De batterij opzuigen: technische beklimmingen.Foto: Markus Greber / SkyshotDe batterij opzuigen: technische beklimmingen.

Het belangrijkste kenmerk voor ons is echter de Bosch CX-aandrijving. Onze ervaring is dat dit een van de weinige aandrijvingen is met een betrouwbare, lineaire capaciteitsindicator. Dit beschermt tegen onaangename verrassingen bij het berekenen van de resterende actieradius. Voor de navigatie gebruikte Sabine haar Iphone 13 Pro Max, gemonteerd op een Fidloc Vacuum-stuurpenbevestiging.
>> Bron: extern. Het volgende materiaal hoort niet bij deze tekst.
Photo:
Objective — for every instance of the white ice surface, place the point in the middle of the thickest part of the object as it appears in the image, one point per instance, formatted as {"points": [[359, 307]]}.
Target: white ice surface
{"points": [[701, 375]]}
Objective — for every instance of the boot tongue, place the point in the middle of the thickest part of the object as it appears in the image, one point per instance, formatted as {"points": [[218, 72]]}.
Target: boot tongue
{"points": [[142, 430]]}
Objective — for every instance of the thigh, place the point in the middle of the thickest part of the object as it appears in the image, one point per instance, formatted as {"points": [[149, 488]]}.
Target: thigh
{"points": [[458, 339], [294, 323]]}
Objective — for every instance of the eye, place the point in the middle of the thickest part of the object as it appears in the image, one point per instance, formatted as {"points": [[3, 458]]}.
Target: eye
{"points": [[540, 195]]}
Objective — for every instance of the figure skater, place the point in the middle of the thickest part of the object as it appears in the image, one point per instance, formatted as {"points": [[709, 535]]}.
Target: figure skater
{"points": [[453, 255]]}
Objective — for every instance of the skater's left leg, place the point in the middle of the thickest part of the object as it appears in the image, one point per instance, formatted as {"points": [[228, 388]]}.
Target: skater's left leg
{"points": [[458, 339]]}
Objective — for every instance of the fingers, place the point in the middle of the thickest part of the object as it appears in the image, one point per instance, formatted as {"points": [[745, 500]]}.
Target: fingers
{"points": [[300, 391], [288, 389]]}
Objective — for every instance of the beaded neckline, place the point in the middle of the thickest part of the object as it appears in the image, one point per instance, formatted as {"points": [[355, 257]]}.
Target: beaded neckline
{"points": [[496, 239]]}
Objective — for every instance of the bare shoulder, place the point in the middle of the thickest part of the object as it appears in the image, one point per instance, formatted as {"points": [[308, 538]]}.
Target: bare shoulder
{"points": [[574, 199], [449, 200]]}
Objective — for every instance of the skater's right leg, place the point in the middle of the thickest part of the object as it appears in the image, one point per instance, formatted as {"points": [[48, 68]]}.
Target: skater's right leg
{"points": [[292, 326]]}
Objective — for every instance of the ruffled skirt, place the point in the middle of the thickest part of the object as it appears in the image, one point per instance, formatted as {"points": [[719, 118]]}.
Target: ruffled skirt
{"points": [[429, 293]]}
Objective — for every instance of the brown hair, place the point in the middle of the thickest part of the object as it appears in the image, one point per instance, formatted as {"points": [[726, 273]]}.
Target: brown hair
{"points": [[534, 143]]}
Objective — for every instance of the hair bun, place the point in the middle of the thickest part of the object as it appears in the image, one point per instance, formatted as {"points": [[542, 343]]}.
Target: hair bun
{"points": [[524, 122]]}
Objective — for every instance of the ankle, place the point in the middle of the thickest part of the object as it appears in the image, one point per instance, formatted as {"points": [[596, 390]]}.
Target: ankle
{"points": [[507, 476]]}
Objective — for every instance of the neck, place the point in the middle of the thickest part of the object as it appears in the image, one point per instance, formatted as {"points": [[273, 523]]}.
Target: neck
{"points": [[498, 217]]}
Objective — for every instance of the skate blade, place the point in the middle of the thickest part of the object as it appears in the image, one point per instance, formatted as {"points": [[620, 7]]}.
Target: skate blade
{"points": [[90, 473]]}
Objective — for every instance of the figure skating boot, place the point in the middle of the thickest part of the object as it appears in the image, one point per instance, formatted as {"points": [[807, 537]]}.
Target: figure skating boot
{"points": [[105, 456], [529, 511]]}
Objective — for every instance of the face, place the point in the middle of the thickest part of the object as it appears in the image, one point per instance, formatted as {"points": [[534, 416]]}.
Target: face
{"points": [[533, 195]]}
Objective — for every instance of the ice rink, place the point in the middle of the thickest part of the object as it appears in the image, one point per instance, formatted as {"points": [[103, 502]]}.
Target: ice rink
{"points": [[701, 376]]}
De stroomvoorziening was een grote powerbank (Otterbox, 15.000 mAh), opgeborgen in de frametas onder de bovenbuis. De Bosch Power More 250 Range Extender zit in een speciale houder in plaats van in de bidonhouder. Het is via een stroomkabel verbonden met het oplaadstopcontact van de fiets en blijft tijdens de etappe aangesloten op de hoofdaccu (behalve tijdens het opladen natuurlijk). Het voordeel van deze opstelling is dat je de range extender pas direct na de tour oplaadt. Na het eten daarna vol (oplaadtijd 1,5 tot 3 uur). Dan plug je de fiets ’s nachts in met de hoofdaccu. Zo heb je de volgende dag zeker weer de volle capaciteit.